Australian Anglican bishop

Katherine Ann Wilmot (born 1968) is an Anglican bishop in Australia. She was consecrated in August 2015 to serve as an assistant bishop in the Anglican Diocese of Perth.

== Personal life and previous career ==
Wilmot was born in Darwin, Northern Territory, and obtained a Bachelor of Arts at the University of Western Australia in 1992. She worked as a computer typesetter before her ordination.

== Ministry ==
Wilmot obtained a Bachelor of Divinity degree at Murdoch University in 1999. She was ordained a deacon in 1999 and became an assistant curate at St John's church, Northam, from 1999 to 2001. She was ordained priest in February 2000 and subsequently became priest-in-charge of the parishes of Ballajura (2001-2009) and rector at St Augustine of Canterbury Church, Bayswater, Western Australia (2009-2015). During that time she was also an Army Reserve chaplain from 2004 to 2016, area dean of the Mirrabooka Deanery (2007-09) and a canon of St George’s Cathedral, Perth (2008-2015).

In 2015 she was consecrated bishop by the then Archbishop of Perth, Roger Herft.
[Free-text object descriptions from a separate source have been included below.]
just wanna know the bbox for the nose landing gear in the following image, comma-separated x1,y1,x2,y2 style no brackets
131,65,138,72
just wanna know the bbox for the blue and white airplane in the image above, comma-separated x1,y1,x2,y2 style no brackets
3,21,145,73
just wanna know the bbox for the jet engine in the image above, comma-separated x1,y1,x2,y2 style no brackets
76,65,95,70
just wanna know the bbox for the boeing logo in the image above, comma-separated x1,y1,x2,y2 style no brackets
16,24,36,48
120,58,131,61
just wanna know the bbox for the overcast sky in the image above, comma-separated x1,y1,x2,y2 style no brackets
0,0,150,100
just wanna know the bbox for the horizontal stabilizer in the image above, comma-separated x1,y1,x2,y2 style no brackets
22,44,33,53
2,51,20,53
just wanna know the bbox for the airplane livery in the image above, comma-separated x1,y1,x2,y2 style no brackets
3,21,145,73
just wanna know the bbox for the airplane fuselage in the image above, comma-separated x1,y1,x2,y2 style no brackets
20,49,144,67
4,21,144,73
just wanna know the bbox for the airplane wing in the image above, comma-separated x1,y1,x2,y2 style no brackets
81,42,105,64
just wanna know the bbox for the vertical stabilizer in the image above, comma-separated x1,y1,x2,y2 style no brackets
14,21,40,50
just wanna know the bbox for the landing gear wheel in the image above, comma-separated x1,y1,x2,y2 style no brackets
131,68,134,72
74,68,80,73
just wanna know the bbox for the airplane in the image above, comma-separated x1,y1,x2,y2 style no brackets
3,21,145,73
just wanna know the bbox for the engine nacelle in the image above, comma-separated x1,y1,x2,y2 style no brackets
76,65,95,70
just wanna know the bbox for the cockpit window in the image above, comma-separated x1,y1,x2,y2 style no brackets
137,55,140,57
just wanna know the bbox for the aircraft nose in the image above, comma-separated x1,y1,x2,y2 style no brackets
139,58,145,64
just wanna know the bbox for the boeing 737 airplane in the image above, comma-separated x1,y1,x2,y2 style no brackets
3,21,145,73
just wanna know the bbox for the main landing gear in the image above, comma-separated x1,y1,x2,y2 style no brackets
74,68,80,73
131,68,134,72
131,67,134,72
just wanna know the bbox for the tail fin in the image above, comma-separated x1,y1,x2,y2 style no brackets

She is an assistant bishop in the Diocese of Perth and assistant bishop with episcopal oversight of the South: Yonga (formerly Armadale), Gwaya (formerly Cockburn), Wagyl (formerly Melville) and Marli (formerly Perth and Victoria Park) deaneries.

From 2016-2018 she was administrator of the Diocese of Perth while the diocese was without an archbishop when Herft stood down then retired. In 2018 she presided at the service for the installation of Kay Goldsworthy as Archbishop of Perth.